I'm a beginner in Corporate law. I have a question about s1322. If there is defective notice, the meeting or any action taken in that meeting is not void merely because of a defect in notice of the meeting (i.e. Failure to give notice to a particular member). Thus, defective meeting may be cured by the general power under s1322. I don't understand what does it mean by 'cure' the defective notice? When I first read the act, I thought 'cure' the defective notice means the court declare the meeting is invalid but procedure irregularity is not the reason to do so at the same time.

Anyone, please help. Thanks in advance.

AK lawyer
Oct 1, 2011, 03:44 PM
If you can give us a link to section 1322 I could double check, but since we more-or-less use the same language, I would assume that "cure" means to make it right. So, in this context, it would mean to do what is needed to make it as though the notice was valid.

One way to cure a defective notice such as this, say for example, notice of a meeting of a board of directors, would be for that member (director) who didn't get due notice to sign a waiver of notice of the meeting.

Jin.Chan
Oct 1, 2011, 09:05 PM
http://www.austlii.edu.au/au/legis/cth/consol_act/ca2001172/s1322.html

Here it is ^^ Thanks xD

AK lawyer
Oct 2, 2011, 01:51 PM
... I don't understand what does it mean by 'cure' the defective notice? ...

Section 1322 seems to leave it up to the court to devise a way to "cure" things.

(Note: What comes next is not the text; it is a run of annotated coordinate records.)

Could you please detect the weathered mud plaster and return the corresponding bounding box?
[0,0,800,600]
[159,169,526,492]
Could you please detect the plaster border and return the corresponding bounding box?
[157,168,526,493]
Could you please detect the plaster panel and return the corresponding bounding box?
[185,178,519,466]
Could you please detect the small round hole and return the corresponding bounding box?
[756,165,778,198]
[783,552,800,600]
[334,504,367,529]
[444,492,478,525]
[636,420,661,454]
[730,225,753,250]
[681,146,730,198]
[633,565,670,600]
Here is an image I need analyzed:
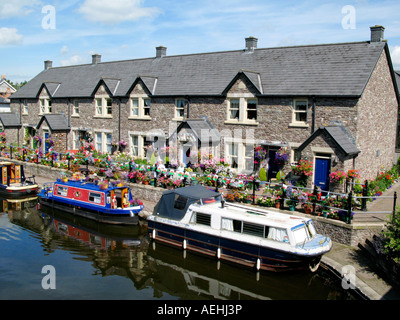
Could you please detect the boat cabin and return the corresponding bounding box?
[49,180,132,209]
[0,161,25,185]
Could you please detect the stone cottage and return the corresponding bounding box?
[8,26,399,189]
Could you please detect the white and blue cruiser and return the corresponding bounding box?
[147,185,332,271]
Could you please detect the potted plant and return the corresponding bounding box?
[286,199,297,211]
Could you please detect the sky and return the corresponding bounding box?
[0,0,400,82]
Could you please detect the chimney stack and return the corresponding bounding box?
[44,60,53,70]
[370,25,385,42]
[245,37,258,52]
[92,53,101,64]
[156,46,167,58]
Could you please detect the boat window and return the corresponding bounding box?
[194,212,211,226]
[174,194,187,210]
[57,186,68,197]
[243,222,264,237]
[293,225,308,244]
[267,227,289,242]
[89,192,101,203]
[306,220,317,238]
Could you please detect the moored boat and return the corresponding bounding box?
[0,161,39,198]
[39,179,143,225]
[147,185,332,271]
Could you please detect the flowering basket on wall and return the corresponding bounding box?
[254,146,267,163]
[275,147,290,164]
[329,170,347,183]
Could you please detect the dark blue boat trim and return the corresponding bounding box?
[148,220,320,271]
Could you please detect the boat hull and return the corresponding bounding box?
[148,220,322,272]
[39,197,139,225]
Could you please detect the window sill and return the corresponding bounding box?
[128,116,151,121]
[93,115,112,119]
[289,122,310,128]
[224,120,259,126]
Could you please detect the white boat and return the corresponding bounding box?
[147,185,332,271]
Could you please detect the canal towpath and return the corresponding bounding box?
[35,176,400,300]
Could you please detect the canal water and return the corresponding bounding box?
[0,199,353,300]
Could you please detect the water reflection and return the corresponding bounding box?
[0,199,351,300]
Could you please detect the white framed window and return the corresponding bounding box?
[130,97,151,119]
[95,131,112,153]
[227,142,239,169]
[246,99,257,121]
[22,100,29,114]
[39,98,51,114]
[129,132,153,158]
[94,97,112,118]
[130,135,139,157]
[229,99,240,121]
[226,97,258,124]
[72,100,79,116]
[225,139,254,172]
[292,98,308,125]
[243,143,254,171]
[72,130,81,150]
[175,99,186,119]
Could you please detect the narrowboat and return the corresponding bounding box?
[0,161,39,198]
[147,185,332,271]
[39,179,143,225]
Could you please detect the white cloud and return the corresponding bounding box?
[0,28,23,46]
[390,46,400,70]
[61,54,83,66]
[0,0,42,19]
[78,0,160,24]
[60,45,68,54]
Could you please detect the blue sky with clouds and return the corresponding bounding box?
[0,0,400,82]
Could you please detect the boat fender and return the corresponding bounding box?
[256,258,261,270]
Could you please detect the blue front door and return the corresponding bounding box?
[314,158,331,191]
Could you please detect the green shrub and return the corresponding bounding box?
[383,209,400,262]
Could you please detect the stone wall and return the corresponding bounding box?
[356,51,398,179]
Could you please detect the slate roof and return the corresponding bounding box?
[297,125,361,156]
[36,113,71,131]
[12,41,387,99]
[0,112,22,129]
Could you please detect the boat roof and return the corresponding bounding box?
[0,161,15,166]
[163,185,221,200]
[195,202,310,228]
[154,185,221,220]
[55,179,129,192]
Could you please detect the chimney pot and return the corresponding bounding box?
[245,37,258,52]
[44,60,53,70]
[156,46,167,58]
[370,25,385,42]
[92,53,101,64]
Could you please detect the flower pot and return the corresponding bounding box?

It is purposely vague, so as to give the court as many options as possible. Subsection 4 (d), for example suggests several things a court could do:

"(d) an order extending the period for doing any act, matter or thing or instituting or taking any proceeding under this Act or in relation to a corporation (including an order extending a period where the period concerned ended before the application for the order was made) or abridging the period for doing such an act, matter or thing or instituting or taking such a proceeding;"

Say, for example, a shareholder wasn't given the proper notice of a vote to be taken at a meeting. The court might order a new vote, after notice, to be taken in a set time period. If the court finds that to do so would afford all concerned "substantial justice", that would make it possible for the action of the corporation to be upheld despite the procedural irregularity.